This invention relates to an ignition timing control system for internal combustion engines, and more particularly to an ignition timing control system for controlling ignition timing on the basis of a signal indicative of the crank angle position of a crankshaft sensed by a magnetic pick-up.
In controlling the ignition timing of an internal combustion engine, a mixture supplied to the engine is ignited through a procedure which generally includes sensing predetermined crank angle positions of the engine crankshaft, calculating ignition timing conforming to engine operating conditions with reference to each of the predetermined crank angle positions, generating an ignition command signal based on the calculated ignition timing, and terminating supply of a pulse of electric current to the primary side of the ignition coil upon generation of the ignition command signal to cause generation of a high-voltage on the secondary side of the ignition coil, and thereby produce a spark discharge at a spark plug of the engine.

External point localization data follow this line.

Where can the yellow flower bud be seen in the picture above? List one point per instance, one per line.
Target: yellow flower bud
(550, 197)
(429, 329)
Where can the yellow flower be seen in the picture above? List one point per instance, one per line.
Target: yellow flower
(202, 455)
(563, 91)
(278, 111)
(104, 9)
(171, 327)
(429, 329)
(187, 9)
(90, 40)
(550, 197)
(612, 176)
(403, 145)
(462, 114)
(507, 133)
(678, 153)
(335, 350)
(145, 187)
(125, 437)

In order to ignite the mixture supplied to the engine precisely at the desired crank angle position, an ignition timing control system such as disclosed in Japanese Provisional Utility Model Publication (Kokai) No. 55-163476 is adapted to correct the ignition timing for a delay in time between the moment the ignition command signal is generated for the ignition coil and the moment the spark discharge is actually produced at the spark plug. However, in an arrangement which uses a sensor such as a magnetic pick-up to magnetically sense the crank angle position of the crankshaft in the ignition procedure described above, it is also necessary to take into account a time delay involved in the generation of the sensor output signal. Though this time delay can be shortened or substantially eliminated by employing a sensor that senses the crank angle position by optical means, such a sensor is high in cost and involves peripheral circuitry of some complexity.